Polyhydroxyalkanoates, or PHAs, are already the basis of a fledgling industry. They’re a class of polymers naturally created by living microorganisms or synthetically produced from biorenewable feedstocks. They’re biodegradable in the ambient environment, including oceans and soil.

But crystalline PHAs are not as durable and convenient as conventional plastics. They cannot easily be melt-processed into end products and recycled, making them expensive to produce.

At the molecular level

Chen’s team had been searching for a strategy to address this intrinsic drawback of conventional PHAs at the molecular level. They substituted reactive hydrogen atoms responsible for thermal degradation with more robust methyl groups.
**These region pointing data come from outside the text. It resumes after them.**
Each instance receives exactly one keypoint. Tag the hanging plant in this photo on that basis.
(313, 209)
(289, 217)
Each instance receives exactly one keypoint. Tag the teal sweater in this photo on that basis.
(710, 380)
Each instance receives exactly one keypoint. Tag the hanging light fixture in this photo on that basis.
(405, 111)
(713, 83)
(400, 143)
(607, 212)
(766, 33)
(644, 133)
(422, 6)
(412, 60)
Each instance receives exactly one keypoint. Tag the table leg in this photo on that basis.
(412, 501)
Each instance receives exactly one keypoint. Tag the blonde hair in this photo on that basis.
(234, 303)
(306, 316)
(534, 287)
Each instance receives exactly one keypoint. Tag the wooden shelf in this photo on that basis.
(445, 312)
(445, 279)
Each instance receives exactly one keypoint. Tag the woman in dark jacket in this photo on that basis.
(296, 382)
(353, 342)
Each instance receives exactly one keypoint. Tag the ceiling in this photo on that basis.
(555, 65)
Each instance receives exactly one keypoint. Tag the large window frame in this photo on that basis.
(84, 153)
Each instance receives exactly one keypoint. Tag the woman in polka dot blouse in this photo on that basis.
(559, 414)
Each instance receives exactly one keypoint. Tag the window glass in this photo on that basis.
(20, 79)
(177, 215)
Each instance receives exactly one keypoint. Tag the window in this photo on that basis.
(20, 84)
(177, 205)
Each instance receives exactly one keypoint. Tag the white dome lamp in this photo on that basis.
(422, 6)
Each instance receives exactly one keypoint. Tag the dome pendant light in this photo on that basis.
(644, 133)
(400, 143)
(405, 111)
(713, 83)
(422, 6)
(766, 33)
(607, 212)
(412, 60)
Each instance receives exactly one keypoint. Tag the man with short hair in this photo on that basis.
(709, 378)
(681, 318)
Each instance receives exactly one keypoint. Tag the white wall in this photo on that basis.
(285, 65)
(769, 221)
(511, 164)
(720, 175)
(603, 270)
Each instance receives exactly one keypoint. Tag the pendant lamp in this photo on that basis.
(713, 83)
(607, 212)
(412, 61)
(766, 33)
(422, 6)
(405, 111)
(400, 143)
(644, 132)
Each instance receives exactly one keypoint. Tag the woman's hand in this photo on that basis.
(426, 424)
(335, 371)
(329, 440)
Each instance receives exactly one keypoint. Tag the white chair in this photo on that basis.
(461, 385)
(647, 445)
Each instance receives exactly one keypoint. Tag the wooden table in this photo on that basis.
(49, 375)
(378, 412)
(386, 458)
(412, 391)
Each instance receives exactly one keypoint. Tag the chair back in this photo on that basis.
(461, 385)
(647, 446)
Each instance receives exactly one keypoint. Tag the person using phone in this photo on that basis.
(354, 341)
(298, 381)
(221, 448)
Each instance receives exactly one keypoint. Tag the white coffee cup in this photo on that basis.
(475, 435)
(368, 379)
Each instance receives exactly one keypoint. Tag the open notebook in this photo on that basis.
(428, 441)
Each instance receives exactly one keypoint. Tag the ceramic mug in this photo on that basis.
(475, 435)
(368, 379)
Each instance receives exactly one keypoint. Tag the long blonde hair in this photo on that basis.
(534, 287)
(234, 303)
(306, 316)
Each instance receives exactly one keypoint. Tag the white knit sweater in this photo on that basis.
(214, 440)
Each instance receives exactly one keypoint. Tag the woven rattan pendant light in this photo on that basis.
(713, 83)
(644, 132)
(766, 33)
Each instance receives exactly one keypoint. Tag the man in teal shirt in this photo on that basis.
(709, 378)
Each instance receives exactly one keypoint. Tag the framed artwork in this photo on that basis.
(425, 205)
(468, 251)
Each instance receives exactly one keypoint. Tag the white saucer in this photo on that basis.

This structural modification drastically enhances the PHAs’ thermal stability, resulting in plastics that can be melt-processed without decomposition.

What’s more, these newly designed PHAs are mechanically tough, even outperforming the two most common commodity plastics: high-density polyethylene used in products such as milk and shampoo bottles, and isotactic propylene used to make automotive parts and synthetic fibers. 

The best part is that the new PHA can be chemically recycled back to its building-block molecule, called a monomer, with a simple catalyst and heat, and the recovered clean monomer can be reused to reproduce the same PHA again – in principle, infinitely.

Chen and colleagues reported this new class of redesigned PHAs, readily accessible via chemical catalysis, in the journal  Science.